Progressive kidney injury is a major cause of morbidity and mortality in sickle cell anemia (SCA). The high risk APOL1 G1/G2 variants contribute to the development of kidney disease in individuals of African ancestry, including those with SCA. However, few studies have evaluated the longitudinal effect of APOL1 variants in children and young adults. We analyzed the association of APOL1 risk variants with kidney function in 494 individuals aged 1 to 25 in the Sickle Cell Clinical Research and Intervention Program (SCCRIP) longitudinal cohort study (clinicaltrials.gov #NCT02098863). Before age 10, APOL1 G1/G2 alleles were not associated with time to CKD (hazard ratio [HR] = 1.87; p = 0.14), hyperfiltration (HR = 0.96; p = 0.88), or continuous eGFR (β = -0.0090; p = 0.71). However, after age 10, APOL1 G1/G2 variants were associated with higher baseline eGFR (βAPOL1 = 0.098; PAPOL1 = 0.016), a steeper downward slope of eGFR over time (βAPOL1xAge = -0.014; PAPOL1xAge = 1.60 × 10-10), and increased odds of having an accelerated rate of eGFR decline (individual-specific eGFR slopes in the most negative tertile; odds ratio [OR] = 2.18; p = 0.040).
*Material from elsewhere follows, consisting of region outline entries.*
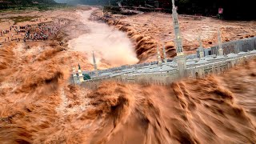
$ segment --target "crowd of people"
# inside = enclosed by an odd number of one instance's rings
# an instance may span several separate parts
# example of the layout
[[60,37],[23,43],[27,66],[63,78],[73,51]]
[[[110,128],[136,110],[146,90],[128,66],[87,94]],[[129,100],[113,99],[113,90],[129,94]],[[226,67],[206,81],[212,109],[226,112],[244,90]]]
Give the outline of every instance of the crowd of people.
[[4,42],[45,41],[52,35],[56,35],[60,27],[66,25],[62,20],[55,22],[39,23],[37,25],[10,26],[8,30],[0,30],[0,38]]

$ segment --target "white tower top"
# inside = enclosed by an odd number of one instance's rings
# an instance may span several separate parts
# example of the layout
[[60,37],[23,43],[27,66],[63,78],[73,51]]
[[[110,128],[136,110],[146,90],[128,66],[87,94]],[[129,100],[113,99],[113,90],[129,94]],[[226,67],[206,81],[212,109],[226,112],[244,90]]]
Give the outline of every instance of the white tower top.
[[219,27],[218,28],[218,55],[224,55],[222,43],[221,30]]
[[95,56],[94,56],[94,51],[93,51],[93,60],[94,60],[94,70],[97,70],[97,63],[96,63],[96,59],[95,59]]
[[163,53],[163,61],[165,63],[167,62],[167,58],[166,58],[166,47],[165,47],[165,43],[162,42],[162,53]]
[[175,46],[176,46],[176,53],[177,55],[183,55],[183,47],[182,47],[182,38],[181,37],[180,29],[179,29],[179,23],[178,18],[178,13],[177,9],[175,6],[174,0],[172,0],[173,2],[173,22],[174,22],[174,34],[175,34]]
[[162,59],[161,59],[161,56],[160,56],[160,52],[159,52],[159,46],[158,45],[158,65],[162,66]]
[[199,35],[199,37],[198,37],[198,42],[199,42],[199,46],[200,46],[201,48],[203,48],[203,46],[202,46],[202,39],[201,39],[200,35]]
[[199,57],[200,58],[202,58],[205,54],[204,54],[204,50],[203,50],[203,46],[202,46],[202,39],[201,39],[201,37],[199,36],[198,37],[198,42],[199,42]]

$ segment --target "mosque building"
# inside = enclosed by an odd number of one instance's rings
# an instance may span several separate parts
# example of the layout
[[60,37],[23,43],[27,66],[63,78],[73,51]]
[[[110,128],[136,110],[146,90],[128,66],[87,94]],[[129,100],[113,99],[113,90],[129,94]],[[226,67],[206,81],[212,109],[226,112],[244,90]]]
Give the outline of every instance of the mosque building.
[[221,30],[218,30],[218,46],[203,48],[201,38],[196,54],[183,53],[182,37],[180,33],[178,14],[172,0],[172,18],[175,34],[174,42],[177,56],[167,59],[165,47],[161,59],[159,46],[157,47],[157,62],[122,66],[107,70],[98,70],[94,53],[93,62],[94,70],[82,71],[78,64],[78,73],[73,68],[71,82],[88,88],[97,88],[104,81],[119,82],[168,85],[182,78],[201,78],[208,74],[218,74],[243,63],[246,59],[256,57],[256,37],[238,41],[222,42]]

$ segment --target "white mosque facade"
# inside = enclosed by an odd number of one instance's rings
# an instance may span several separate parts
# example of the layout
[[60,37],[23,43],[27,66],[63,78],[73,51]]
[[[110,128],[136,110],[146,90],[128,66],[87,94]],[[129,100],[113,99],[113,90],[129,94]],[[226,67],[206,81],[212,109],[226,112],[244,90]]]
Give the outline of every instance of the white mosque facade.
[[177,56],[174,59],[166,58],[166,50],[163,48],[164,59],[162,60],[158,47],[157,62],[98,70],[93,53],[94,70],[82,71],[79,66],[78,72],[76,72],[73,68],[72,83],[80,84],[88,88],[97,88],[104,81],[165,86],[182,78],[201,78],[211,74],[218,74],[242,64],[248,58],[256,57],[254,50],[256,37],[222,43],[220,30],[218,34],[218,46],[203,48],[199,38],[200,46],[197,54],[184,54],[178,13],[174,2],[172,1],[177,52]]

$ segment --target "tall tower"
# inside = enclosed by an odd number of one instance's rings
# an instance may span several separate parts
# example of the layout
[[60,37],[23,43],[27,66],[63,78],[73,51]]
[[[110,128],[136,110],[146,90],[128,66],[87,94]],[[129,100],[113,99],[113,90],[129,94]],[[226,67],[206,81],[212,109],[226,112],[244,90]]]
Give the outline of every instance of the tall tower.
[[205,56],[205,54],[204,54],[203,46],[202,46],[202,39],[201,39],[200,36],[198,37],[198,42],[199,42],[199,45],[200,45],[199,48],[198,48],[199,57],[200,57],[200,58],[202,58]]
[[97,69],[97,64],[96,64],[96,60],[95,60],[95,56],[94,56],[94,52],[93,51],[93,60],[94,60],[94,70],[95,70],[95,75],[98,76],[98,69]]
[[85,80],[83,79],[83,75],[82,75],[82,72],[81,66],[80,66],[79,63],[78,63],[78,78],[79,78],[79,81],[81,83],[85,82]]
[[77,84],[78,83],[78,76],[77,76],[77,73],[75,72],[75,68],[73,67],[73,80],[74,80],[74,84]]
[[218,28],[218,55],[224,55],[222,43],[221,30],[219,27]]
[[182,38],[181,37],[178,13],[177,13],[174,0],[172,0],[172,2],[173,2],[172,17],[173,17],[173,22],[174,22],[174,34],[175,34],[174,42],[175,42],[176,52],[177,52],[176,60],[178,64],[178,69],[179,71],[179,75],[181,78],[183,78],[186,76],[186,55],[184,55],[184,53],[183,53]]
[[165,63],[167,62],[167,58],[166,58],[166,47],[165,47],[165,43],[162,42],[162,53],[163,53],[163,62]]
[[162,62],[161,56],[160,56],[159,46],[158,45],[158,66],[162,66]]

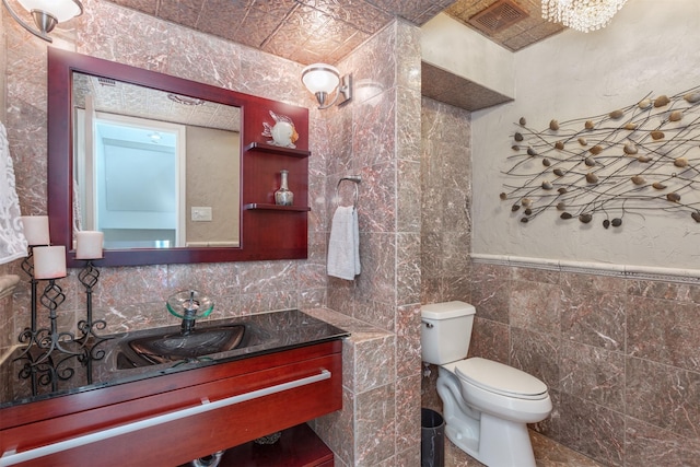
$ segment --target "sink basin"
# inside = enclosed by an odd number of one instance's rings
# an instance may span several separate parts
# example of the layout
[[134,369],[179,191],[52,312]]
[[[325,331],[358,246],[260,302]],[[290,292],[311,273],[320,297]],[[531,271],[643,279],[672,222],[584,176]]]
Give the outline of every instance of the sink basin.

Among 111 individuals with measurements before and after 10 years of age, those with hyperfiltration before age 10 or APOL1 risk alleles were at increased risk of having an accelerated rate of eGFR decline (OR = 2.96; p = 0.019). These findings support the hypothesis that genetic risk stratification and early renal surveillance can help identify patients most at risk for the progression of kidney injury. Trial Registration: Clinicaltrials.gov #NCT02098863.